Observability

Nagare instruments itself with System.Diagnostics.Activity and System.Diagnostics.Metrics — the same primitives ASP.NET Core and EF Core use. Any OpenTelemetry collector picks them up.

There is no Nagare.OpenTelemetry package, and there isn't going to be one. The ActivitySource and Meter are part of the core library so a single .AddSource("Nagare") and .AddMeter("Nagare") is enough — same pattern as Marten, Wolverine, and MassTransit.

Tracing setup

csharp

builder.Services.AddOpenTelemetry()
    .WithTracing(tracing => tracing
        .AddSource("Nagare")
        .AddOtlpExporter())
    .WithMetrics(metrics => metrics
        .AddMeter("Nagare")
        .AddOtlpExporter());

That captures every span and counter the framework emits. The source name is also exposed as NagareActivity.SourceName if you prefer not to hard-code the string.

Traced operations

Nagare creates spans for six operations:

Span name	Kind	When
`nagare.aggregate.ask`	internal	A command is sent to an aggregate
`nagare.eventstore.append`	producer	Events are written to the store
`nagare.eventstore.read`	internal	Events are read from the store
`nagare.subscription.handle`	consumer	A subscription processes an event
`nagare.subscription.checkpoint`	internal	A subscription saves its position
`nagare.outbox.dispatch`	consumer	The outbox runner delivers a side-effect

A typical command flow produces three nested spans: aggregate.ask wraps eventstore.read (loading the aggregate) and eventstore.append (writing new events).

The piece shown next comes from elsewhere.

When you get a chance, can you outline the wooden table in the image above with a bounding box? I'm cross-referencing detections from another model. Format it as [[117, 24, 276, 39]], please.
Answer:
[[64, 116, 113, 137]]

Subscription processing produces subscription.handle with periodic subscription.checkpoint spans. Outbox delivery produces outbox.dispatch per row, linked back to the original eventstore.append via the stored traceparent.

Tag	Value
`nagare.aggregate.id`	The aggregate instance ID
`nagare.aggregate.type`	The aggregate's type name
`nagare.event.type`	The event stream's type name
`nagare.event.count`	Number of events in this operation
`nagare.command.type`	The command's type name
`nagare.subscription.id`	The subscription's identifier
`nagare.position`	Global event store position
`nagare.version`	Aggregate version number
`nagare.outbox.dispatch_id`	Stable id of the outbox row being delivered
`nagare.outbox.target`	Logical name of the destination (handler/sink)
`nagare.outbox.attempt`	Attempt counter — `1` on first try
`nagare.outbox.outcome`	`dispatched`, `transient`, or `dead`
`nagare.outbox.source_process`	Process aggregate that produced the dispatch, if any
`nagare.replay`	`true` when the handler was driven by a catch-up replay

Metrics

Counters and a histogram are exposed under the same Nagare meter:

Instrument	Type	Description
`nagare.outbox.dispatched`	counter	Rows successfully dispatched
`nagare.outbox.dead`	counter	Rows that exhausted retries and were marked `Dead`
`nagare.outbox.attempts`	counter	Dispatch attempts, tagged by outcome
`nagare.outbox.dispatch.duration_ms`	histogram	Per-row dispatch latency
`nagare.outbox.retention.deleted`	counter	Rows removed by the retention sweep

Tag the dashboards by nagare.outbox.target to break the totals down per sink.

Linking subscription spans to writes

Events written today might be processed by a subscription seconds later — or replayed by a projection rebuild years later. Naive parent-child propagation breaks the second case: the original write trace is long gone from the backend, leaving handler spans pointing at nothing.

By default, every handler span is a new root with an ActivityLink back to the writing span. This matches the OpenTelemetry messaging convention, stays deterministic across replays, and degrades gracefully when the writer trace has been sampled out or aged out of the backend. Backends like Tempo, Jaeger, Datadog, and Honeycomb render the link as a "follows from" edge — click through from the consumer span to find the original write.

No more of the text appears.